The manners that my daughter's preschool (ages 3-6) teachers focused on were health related manners like coughing into your elbow and using a tissue to blow your nose (not pick it). Other manners include saying "bless you" or asking "are you ok?" when a friend coughs. Preschool is good time to be working on these skills...and your preschool teachers will appreciate it!

Here is some of what she brought home this week:

By early elementary school children need to be using manners to interact with teachers and peers, following directions and help out around the house. They need to be taught how to meet and introduce friends and adults. They can clean up toys and help set the table.

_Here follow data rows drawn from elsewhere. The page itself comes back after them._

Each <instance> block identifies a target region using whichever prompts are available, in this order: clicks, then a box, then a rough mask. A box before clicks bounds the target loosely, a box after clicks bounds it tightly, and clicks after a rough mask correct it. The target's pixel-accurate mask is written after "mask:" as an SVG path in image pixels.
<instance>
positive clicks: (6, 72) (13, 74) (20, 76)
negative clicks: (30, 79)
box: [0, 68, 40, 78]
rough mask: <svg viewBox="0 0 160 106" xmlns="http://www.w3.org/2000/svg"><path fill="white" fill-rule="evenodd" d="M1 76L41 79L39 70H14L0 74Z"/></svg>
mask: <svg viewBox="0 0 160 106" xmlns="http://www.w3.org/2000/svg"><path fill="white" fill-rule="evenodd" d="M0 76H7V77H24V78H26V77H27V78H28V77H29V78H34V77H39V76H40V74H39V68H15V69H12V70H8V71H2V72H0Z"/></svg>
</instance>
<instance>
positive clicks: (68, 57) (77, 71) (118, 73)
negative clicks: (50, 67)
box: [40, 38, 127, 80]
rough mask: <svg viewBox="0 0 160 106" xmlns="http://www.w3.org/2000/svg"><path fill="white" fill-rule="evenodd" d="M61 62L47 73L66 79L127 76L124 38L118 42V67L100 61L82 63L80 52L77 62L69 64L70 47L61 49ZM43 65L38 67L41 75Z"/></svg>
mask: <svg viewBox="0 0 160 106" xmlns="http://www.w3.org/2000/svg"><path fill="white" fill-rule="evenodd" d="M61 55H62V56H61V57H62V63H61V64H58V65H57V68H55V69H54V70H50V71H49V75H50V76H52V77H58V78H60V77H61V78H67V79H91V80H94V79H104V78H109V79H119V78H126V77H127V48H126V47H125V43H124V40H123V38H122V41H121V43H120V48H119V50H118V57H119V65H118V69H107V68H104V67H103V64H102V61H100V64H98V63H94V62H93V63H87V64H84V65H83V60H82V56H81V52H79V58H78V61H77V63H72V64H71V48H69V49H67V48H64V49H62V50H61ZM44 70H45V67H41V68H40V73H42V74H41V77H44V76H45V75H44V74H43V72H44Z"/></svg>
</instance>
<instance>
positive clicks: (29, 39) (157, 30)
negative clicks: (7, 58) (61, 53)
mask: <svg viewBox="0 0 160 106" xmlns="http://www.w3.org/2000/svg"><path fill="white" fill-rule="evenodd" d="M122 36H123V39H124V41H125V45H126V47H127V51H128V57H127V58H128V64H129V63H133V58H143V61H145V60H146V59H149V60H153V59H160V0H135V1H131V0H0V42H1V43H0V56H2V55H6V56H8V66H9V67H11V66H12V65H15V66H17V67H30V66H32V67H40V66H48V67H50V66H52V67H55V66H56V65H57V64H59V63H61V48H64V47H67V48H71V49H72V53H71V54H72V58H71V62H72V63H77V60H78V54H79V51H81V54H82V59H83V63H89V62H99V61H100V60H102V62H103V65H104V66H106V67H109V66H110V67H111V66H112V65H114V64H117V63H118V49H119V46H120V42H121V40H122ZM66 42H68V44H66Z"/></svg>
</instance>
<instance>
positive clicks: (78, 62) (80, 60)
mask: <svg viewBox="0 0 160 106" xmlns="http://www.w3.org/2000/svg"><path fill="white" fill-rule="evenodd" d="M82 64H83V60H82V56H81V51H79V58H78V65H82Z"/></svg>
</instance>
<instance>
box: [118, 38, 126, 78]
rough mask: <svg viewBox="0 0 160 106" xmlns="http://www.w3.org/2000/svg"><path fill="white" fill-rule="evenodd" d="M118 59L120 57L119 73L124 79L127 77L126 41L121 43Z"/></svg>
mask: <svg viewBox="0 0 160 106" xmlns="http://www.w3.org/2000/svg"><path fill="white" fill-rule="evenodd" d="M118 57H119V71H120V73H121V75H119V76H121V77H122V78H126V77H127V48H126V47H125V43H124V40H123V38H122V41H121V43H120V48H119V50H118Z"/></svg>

Role playing is my favorite way to work on manners. We have had to role play lots of social skills at our house. Last school year, she had to work on the skill of greeting her friends. She had the habit of "hug-tackling" She would be so excited to see her friends she would run up to them, throwing her body onto them (usually shouting their name) and knock them to the ground. If they were prepared for it, they seemed to think it was pretty fun. However, when they had their back to her and she got them from behind, it was not a pleasant surprise. We had to teach her that hugs and greeting your friends are great things but they need to be done in an appropriate way. We taught her to use her words first and ask for hugs.

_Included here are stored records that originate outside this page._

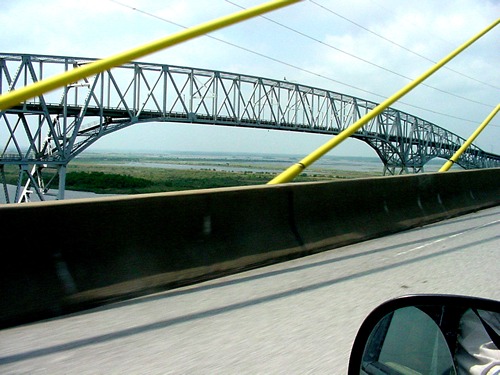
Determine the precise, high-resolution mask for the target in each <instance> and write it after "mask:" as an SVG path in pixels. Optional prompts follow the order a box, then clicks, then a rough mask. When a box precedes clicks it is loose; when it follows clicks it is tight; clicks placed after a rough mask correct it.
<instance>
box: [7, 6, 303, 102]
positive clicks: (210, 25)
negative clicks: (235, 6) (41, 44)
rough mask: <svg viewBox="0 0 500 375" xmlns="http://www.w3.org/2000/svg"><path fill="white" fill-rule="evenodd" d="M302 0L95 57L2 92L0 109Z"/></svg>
mask: <svg viewBox="0 0 500 375" xmlns="http://www.w3.org/2000/svg"><path fill="white" fill-rule="evenodd" d="M300 1H302V0H274V1H270V2H267V3H264V4H260V5H257V6H255V7H252V8H248V9H245V10H242V11H238V12H235V13H233V14H230V15H227V16H223V17H220V18H217V19H215V20H212V21H208V22H205V23H202V24H200V25H197V26H193V27H190V28H188V29H186V30H183V31H180V32H177V33H175V34H172V35H169V36H167V37H165V38H161V39H158V40H156V41H153V42H151V43H147V44H144V45H142V46H139V47H137V48H134V49H131V50H128V51H125V52H122V53H118V54H116V55H113V56H110V57H107V58H104V59H101V60H97V61H94V62H92V63H89V64H86V65H83V66H80V67H78V68H75V69H72V70H70V71H67V72H65V73H61V74H58V75H55V76H53V77H50V78H47V79H44V80H41V81H38V82H35V83H33V84H31V85H29V86H25V87H22V88H19V89H17V90H13V91H10V92H8V93H5V94H3V95H0V110H7V109H9V108H11V107H13V106H15V105H17V104H19V103H22V102H24V101H26V100H28V99H31V98H33V97H35V96H39V95H42V94H44V93H46V92H49V91H52V90H55V89H57V88H59V87H63V86H65V85H68V84H70V83H72V82H76V81H78V80H80V79H83V78H85V77H89V76H92V75H95V74H98V73H101V72H104V71H106V70H108V69H111V68H114V67H116V66H120V65H123V64H125V63H128V62H130V61H132V60H135V59H138V58H140V57H144V56H146V55H149V54H151V53H154V52H158V51H160V50H162V49H165V48H167V47H171V46H173V45H176V44H179V43H182V42H185V41H187V40H189V39H193V38H195V37H198V36H201V35H204V34H207V33H209V32H212V31H215V30H218V29H221V28H223V27H226V26H230V25H233V24H235V23H238V22H241V21H245V20H247V19H249V18H252V17H256V16H260V15H262V14H264V13H267V12H270V11H272V10H276V9H279V8H282V7H285V6H288V5H291V4H293V3H298V2H300Z"/></svg>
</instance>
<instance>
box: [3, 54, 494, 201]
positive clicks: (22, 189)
mask: <svg viewBox="0 0 500 375" xmlns="http://www.w3.org/2000/svg"><path fill="white" fill-rule="evenodd" d="M94 60H95V59H90V58H81V57H67V56H46V55H30V54H6V53H0V67H1V69H0V74H1V77H0V83H1V84H0V94H1V93H2V92H7V91H10V90H14V89H16V88H19V87H23V86H26V85H29V84H31V83H33V82H36V81H38V80H41V79H43V78H45V77H46V76H51V75H54V74H56V73H60V72H63V71H66V70H70V69H74V68H76V67H78V66H81V65H84V64H87V63H89V62H91V61H94ZM375 106H376V103H374V102H371V101H368V100H364V99H361V98H357V97H353V96H350V95H346V94H342V93H338V92H334V91H329V90H324V89H320V88H315V87H311V86H308V85H303V84H300V83H294V82H288V81H280V80H274V79H269V78H264V77H256V76H249V75H244V74H238V73H229V72H221V71H214V70H207V69H199V68H192V67H181V66H172V65H165V64H150V63H144V62H131V63H128V64H125V65H123V66H120V67H118V68H115V69H112V70H109V71H106V72H103V73H100V74H97V75H95V76H92V77H89V78H86V79H84V80H81V81H78V82H74V83H73V84H71V85H69V86H67V87H65V88H62V89H60V90H56V91H55V92H51V93H48V94H45V95H42V96H40V97H37V98H35V99H33V100H30V101H27V102H25V103H21V104H19V105H17V106H15V107H13V108H10V109H9V110H6V111H2V112H0V129H2V132H1V133H0V143H3V144H2V153H1V154H0V166H1V168H2V170H3V166H4V165H8V164H14V165H18V166H19V182H18V189H17V193H16V197H15V199H14V201H16V202H17V201H23V200H25V199H26V196H27V192H28V191H29V190H30V189H33V190H34V191H35V192H36V193H37V194H38V195H39V196H40V198H41V199H43V194H44V191H46V190H47V189H48V186H47V185H46V183H45V182H44V181H43V176H42V170H43V169H44V168H47V167H50V168H55V169H56V170H57V172H58V173H59V175H60V177H62V178H59V191H60V197H63V192H64V175H65V168H66V166H67V164H68V163H69V162H70V161H71V160H72V159H73V158H74V157H75V156H77V155H78V154H79V153H81V152H82V151H83V150H85V149H86V148H88V147H89V146H90V145H92V144H93V143H95V142H96V141H97V140H98V139H100V138H102V137H104V136H105V135H108V134H110V133H113V132H115V131H118V130H121V129H124V128H126V127H128V126H131V125H134V124H137V123H143V122H151V121H154V122H177V123H196V124H206V125H221V126H238V127H247V128H259V129H276V130H284V131H293V132H306V133H319V134H327V135H336V134H338V133H340V132H341V131H343V130H344V129H345V128H347V127H348V126H349V125H351V124H352V123H353V122H355V121H356V120H357V119H359V118H360V117H362V116H363V115H365V114H366V113H368V112H369V111H370V110H371V109H373V108H374V107H375ZM353 137H354V138H357V139H360V140H362V141H364V142H367V143H368V144H369V145H370V146H371V147H372V148H373V149H375V151H376V152H377V154H378V155H379V157H380V158H381V160H382V162H383V163H384V166H385V171H386V172H389V173H395V171H396V170H398V169H399V170H400V171H408V170H411V171H413V172H419V171H421V170H422V169H423V166H424V165H425V163H426V162H427V161H428V160H430V159H432V158H434V157H443V158H446V159H448V158H450V157H451V156H452V155H453V153H454V152H455V150H457V149H458V148H459V147H460V146H461V145H462V144H463V142H464V141H465V139H463V138H461V137H459V136H458V135H456V134H454V133H452V132H449V131H447V130H446V129H443V128H441V127H439V126H437V125H435V124H432V123H430V122H428V121H425V120H423V119H421V118H418V117H416V116H413V115H411V114H408V113H405V112H401V111H398V110H396V109H393V108H387V109H386V110H385V111H384V112H382V113H381V114H380V115H379V116H377V117H376V118H374V119H373V120H371V121H370V122H369V123H368V124H366V125H365V126H364V127H363V128H362V129H360V130H359V131H358V132H356V133H355V134H354V135H353ZM458 164H459V165H461V166H462V167H464V168H466V169H470V168H485V167H494V166H498V165H500V156H498V155H494V154H490V153H486V152H484V151H482V150H481V149H479V148H478V147H476V146H474V145H472V146H471V147H470V148H469V149H468V150H467V151H466V153H464V154H463V155H462V157H461V158H460V159H459V160H458ZM4 185H5V183H4ZM7 201H9V200H7Z"/></svg>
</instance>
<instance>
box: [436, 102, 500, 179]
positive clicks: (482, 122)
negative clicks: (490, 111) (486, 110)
mask: <svg viewBox="0 0 500 375" xmlns="http://www.w3.org/2000/svg"><path fill="white" fill-rule="evenodd" d="M499 110H500V104H498V105H497V106H496V107H495V109H494V110H493V111H491V113H490V114H489V115H488V117H486V119H485V120H484V121H483V122H482V123H481V125H479V127H478V128H477V129H476V131H475V132H474V133H472V135H471V136H470V137H469V139H467V141H466V142H465V143H464V144H463V145H462V146H461V147H460V148H459V149H458V150H457V152H455V153H454V154H453V156H452V157H451V158H450V159H449V160H448V161H447V162H446V163H444V165H443V166H442V167H441V168H440V169H439V171H438V172H446V171H447V170H449V169H450V168H451V166H452V165H453V164H454V163H456V161H457V160H458V158H459V157H460V156H461V155H462V154H463V153H464V151H465V150H467V148H468V147H469V146H470V145H471V144H472V142H474V139H476V138H477V136H478V135H479V134H480V133H481V132H482V131H483V129H484V128H485V127H486V125H488V124H489V123H490V121H491V120H492V119H493V117H495V115H496V114H497V112H498V111H499Z"/></svg>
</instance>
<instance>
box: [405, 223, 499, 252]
mask: <svg viewBox="0 0 500 375" xmlns="http://www.w3.org/2000/svg"><path fill="white" fill-rule="evenodd" d="M496 223H500V219H499V220H494V221H490V222H489V223H486V224H482V225H479V226H477V227H474V228H470V229H467V230H464V231H463V232H460V233H455V234H452V235H451V236H446V237H443V238H440V239H438V240H435V241H432V242H428V243H426V244H423V245H420V246H417V247H413V248H411V249H409V250H406V251H402V252H400V253H397V254H396V255H395V256H400V255H404V254H408V253H411V252H413V251H417V250H420V249H423V248H425V247H428V246H432V245H435V244H437V243H439V242H443V241H445V240H449V239H452V238H454V237H458V236H461V235H463V234H465V233H468V232H470V231H473V230H477V229H481V228H484V227H487V226H488V225H493V224H496Z"/></svg>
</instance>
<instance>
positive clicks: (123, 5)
mask: <svg viewBox="0 0 500 375" xmlns="http://www.w3.org/2000/svg"><path fill="white" fill-rule="evenodd" d="M108 1H110V2H113V3H115V4H118V5H120V6H122V7H125V8H128V9H131V10H134V11H136V12H138V13H141V14H143V15H145V16H148V17H152V18H155V19H157V20H160V21H163V22H166V23H169V24H171V25H174V26H177V27H180V28H183V29H187V28H188V27H187V26H184V25H181V24H179V23H177V22H174V21H171V20H169V19H166V18H164V17H160V16H157V15H155V14H153V13H150V12H147V11H144V10H141V9H138V8H137V7H133V6H130V5H127V4H124V3H122V2H120V1H118V0H108ZM226 1H227V2H229V3H231V4H233V5H236V6H238V7H240V8H242V7H241V6H239V5H237V4H234V3H232V2H231V1H229V0H226ZM265 18H267V17H265ZM270 21H272V22H275V21H273V20H270ZM285 27H287V26H285ZM287 28H288V27H287ZM297 32H298V31H297ZM298 33H300V32H298ZM204 37H207V38H210V39H213V40H216V41H218V42H221V43H224V44H227V45H229V46H231V47H234V48H238V49H240V50H243V51H245V52H248V53H251V54H254V55H257V56H259V57H262V58H265V59H267V60H271V61H274V62H276V63H279V64H282V65H285V66H288V67H291V68H293V69H296V70H299V71H302V72H304V73H307V74H311V75H313V76H316V77H319V78H321V79H325V80H328V81H330V82H334V83H337V84H340V85H343V86H346V87H349V88H352V89H355V90H358V91H361V92H364V93H366V94H370V95H373V96H375V97H378V98H382V99H385V98H386V95H381V94H378V93H375V92H372V91H369V90H366V89H363V88H360V87H357V86H354V85H351V84H348V83H345V82H342V81H339V80H336V79H334V78H331V77H327V76H325V75H323V74H320V73H317V72H314V71H312V70H309V69H305V68H302V67H300V66H297V65H294V64H291V63H288V62H286V61H283V60H280V59H277V58H274V57H271V56H268V55H265V54H263V53H260V52H257V51H254V50H251V49H249V48H246V47H242V46H240V45H237V44H234V43H231V42H228V41H226V40H224V39H220V38H217V37H215V36H213V35H210V34H206V35H204ZM333 48H335V47H333ZM342 52H344V51H342ZM353 57H355V56H353ZM383 69H385V68H383ZM393 73H395V72H393ZM395 74H398V73H395ZM403 77H404V76H403ZM404 78H407V77H404ZM466 100H467V99H466ZM399 103H401V104H404V105H406V106H408V107H411V108H415V109H419V110H422V111H426V112H430V113H434V114H437V115H441V116H445V117H448V118H452V119H456V120H461V121H465V122H469V123H473V124H477V122H478V121H476V120H471V119H466V118H463V117H459V116H454V115H450V114H447V113H443V112H438V111H434V110H431V109H428V108H424V107H420V106H417V105H413V104H410V103H406V102H403V101H399ZM479 104H482V105H485V104H484V103H479ZM491 126H494V125H491Z"/></svg>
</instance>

This week we've worked on answering questions using complete sentences. This seems like a very language based activity but for me it falls under the idea of having good manners - of being polite. When an adult asks you a question, "I doh' know?" or "nothin'" doesn't cut it. At the same time, I recently did a Child Development Seminar for the parents at her preschool and I got a lot of questions about how to get children to answer the age old question "What did you do at school today?"

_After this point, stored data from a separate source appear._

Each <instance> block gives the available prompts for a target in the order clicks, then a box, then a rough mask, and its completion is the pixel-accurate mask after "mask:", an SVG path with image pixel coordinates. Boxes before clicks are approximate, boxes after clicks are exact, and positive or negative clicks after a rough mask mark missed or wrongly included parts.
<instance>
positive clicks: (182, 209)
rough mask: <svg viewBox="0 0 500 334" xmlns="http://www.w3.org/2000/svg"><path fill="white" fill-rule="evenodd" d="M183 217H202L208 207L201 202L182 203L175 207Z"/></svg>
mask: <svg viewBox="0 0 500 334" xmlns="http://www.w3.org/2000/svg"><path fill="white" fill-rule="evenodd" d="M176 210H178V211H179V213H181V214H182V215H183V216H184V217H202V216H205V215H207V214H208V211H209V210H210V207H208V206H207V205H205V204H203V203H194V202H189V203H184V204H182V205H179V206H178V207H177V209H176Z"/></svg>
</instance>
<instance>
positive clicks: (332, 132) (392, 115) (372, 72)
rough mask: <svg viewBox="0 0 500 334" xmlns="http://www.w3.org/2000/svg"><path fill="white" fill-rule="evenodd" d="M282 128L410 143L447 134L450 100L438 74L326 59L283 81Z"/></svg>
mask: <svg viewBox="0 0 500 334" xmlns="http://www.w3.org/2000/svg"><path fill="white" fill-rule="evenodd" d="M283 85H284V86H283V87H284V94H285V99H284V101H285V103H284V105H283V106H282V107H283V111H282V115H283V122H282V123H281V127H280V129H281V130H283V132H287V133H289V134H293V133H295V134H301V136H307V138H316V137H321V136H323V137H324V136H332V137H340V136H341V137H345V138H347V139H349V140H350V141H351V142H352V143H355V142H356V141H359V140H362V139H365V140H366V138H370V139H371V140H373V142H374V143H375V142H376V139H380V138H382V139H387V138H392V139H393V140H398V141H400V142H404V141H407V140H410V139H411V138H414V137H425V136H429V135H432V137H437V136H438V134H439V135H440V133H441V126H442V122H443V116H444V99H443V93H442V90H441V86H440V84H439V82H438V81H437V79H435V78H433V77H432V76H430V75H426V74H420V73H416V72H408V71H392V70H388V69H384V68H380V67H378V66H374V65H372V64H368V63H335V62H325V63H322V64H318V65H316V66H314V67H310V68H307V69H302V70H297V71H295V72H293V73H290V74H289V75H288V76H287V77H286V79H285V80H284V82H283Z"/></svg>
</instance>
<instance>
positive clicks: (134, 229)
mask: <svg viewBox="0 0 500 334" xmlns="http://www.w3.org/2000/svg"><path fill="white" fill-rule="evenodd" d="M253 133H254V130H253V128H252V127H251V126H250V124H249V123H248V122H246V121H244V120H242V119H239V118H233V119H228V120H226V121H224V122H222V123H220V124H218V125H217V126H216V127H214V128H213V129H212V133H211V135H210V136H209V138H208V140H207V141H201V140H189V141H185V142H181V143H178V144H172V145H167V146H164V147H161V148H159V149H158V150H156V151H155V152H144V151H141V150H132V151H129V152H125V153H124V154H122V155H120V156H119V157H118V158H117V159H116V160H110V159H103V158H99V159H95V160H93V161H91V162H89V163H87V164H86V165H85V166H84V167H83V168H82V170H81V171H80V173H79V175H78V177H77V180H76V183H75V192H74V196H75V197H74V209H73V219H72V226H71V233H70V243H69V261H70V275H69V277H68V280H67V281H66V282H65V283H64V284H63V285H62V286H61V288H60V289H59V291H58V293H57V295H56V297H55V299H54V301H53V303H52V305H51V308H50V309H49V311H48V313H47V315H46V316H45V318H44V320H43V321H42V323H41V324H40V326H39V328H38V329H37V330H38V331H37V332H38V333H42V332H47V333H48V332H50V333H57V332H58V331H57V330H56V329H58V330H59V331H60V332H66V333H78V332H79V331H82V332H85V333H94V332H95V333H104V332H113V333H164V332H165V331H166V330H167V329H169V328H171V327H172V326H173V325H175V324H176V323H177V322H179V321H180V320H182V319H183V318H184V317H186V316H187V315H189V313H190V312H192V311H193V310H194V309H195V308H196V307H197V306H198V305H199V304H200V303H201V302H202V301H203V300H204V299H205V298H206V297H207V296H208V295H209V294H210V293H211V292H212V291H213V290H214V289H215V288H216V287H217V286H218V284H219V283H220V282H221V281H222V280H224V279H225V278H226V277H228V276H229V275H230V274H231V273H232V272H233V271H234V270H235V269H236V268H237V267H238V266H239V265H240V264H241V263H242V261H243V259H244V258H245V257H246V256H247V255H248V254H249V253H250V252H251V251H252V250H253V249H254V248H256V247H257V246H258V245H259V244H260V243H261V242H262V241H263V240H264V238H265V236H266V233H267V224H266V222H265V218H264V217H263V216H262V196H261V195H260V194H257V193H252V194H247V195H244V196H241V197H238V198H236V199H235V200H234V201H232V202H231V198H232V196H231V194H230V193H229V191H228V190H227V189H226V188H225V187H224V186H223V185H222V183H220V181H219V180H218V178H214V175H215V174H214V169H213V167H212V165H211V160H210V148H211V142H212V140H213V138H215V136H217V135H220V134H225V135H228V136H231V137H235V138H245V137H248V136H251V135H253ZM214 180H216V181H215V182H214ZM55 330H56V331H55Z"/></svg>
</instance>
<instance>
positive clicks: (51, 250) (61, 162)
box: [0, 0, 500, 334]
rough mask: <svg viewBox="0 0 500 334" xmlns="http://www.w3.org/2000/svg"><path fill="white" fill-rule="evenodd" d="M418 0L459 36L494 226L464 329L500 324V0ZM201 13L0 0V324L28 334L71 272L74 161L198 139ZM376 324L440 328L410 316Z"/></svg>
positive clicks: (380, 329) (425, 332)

One strategy that I've used with students for years is the "What did your eyes see today?" technique. When you ask a child to try to think back through their entire day and give a detailed report, it can be very overwhelming. Instead of asking an open ended question, ask a targeted question.

My favorites revolve around the 5 senses: 
   1. What did your eyes see?
    2. What did your ears hear?
    3. What did your hands feel?
   4. What did your nose smell?
   5. What did your mouth taste?

You can also add in some other targeted questions:
    6. What book did you read?
    7. What friend did you play with?
    8. Where did you go?
    9. Who came to visit your class?
   10. What song did you sing?

Check out my handout for a visual for the first 5 questions here.

By asking very targeted questions, your child can think back through their day and focus on finding an answer to that question. At first it's going to be challenging. And you may continue to get the "I doh' know" answers, but keep prompting and helping them to give an answer. The sooner they realize that you are going to keep pressing until they give you an answer, the faster those answers will come! Plus, then they'll be in the habit of answering you and not giving a non-answer.

Be prepared, though. One day at dinner or in the car, your child will ask you: "so, Mom, what did you do today?" Make sure you are ready to give an answer! Even if all you did was do the laundry, empty the dishwasher and change a few diapers, tell your child that. You could even make it exciting. "Oh, I washed the reds so you can wear your favorite top tomorrow. And I put the dishes away so we can put the dinner dishes into the dishwasher now." Expanding on what you did, why you did it and what the next result will be will also help them to give you more details when they are answering your questions.

Big sister has started asking "what did you learn today?" Yikes! Some days it's hard to come up with what I learned! But I think it through (a fast answer is not always best, it shows that we are really thinking about what to say), and come up with something that is true to share with my daughter.

On a side note, if your child really is having difficulty remembering what happened at school, talk with her teacher. If you have the information, it will be easier for you to ask targeted questions. Instead of "what did you sing today?" you could ask "Did you sing I'm a Little Tea Pot?" or you can give options "Did you go to music or art?" I am not a big fan of yes/no questions but sometimes you have to start there to get the ball rolling!

Enjoy talking with your child about their day. I hope my little tips will help you have a more meaningful conversation with your child!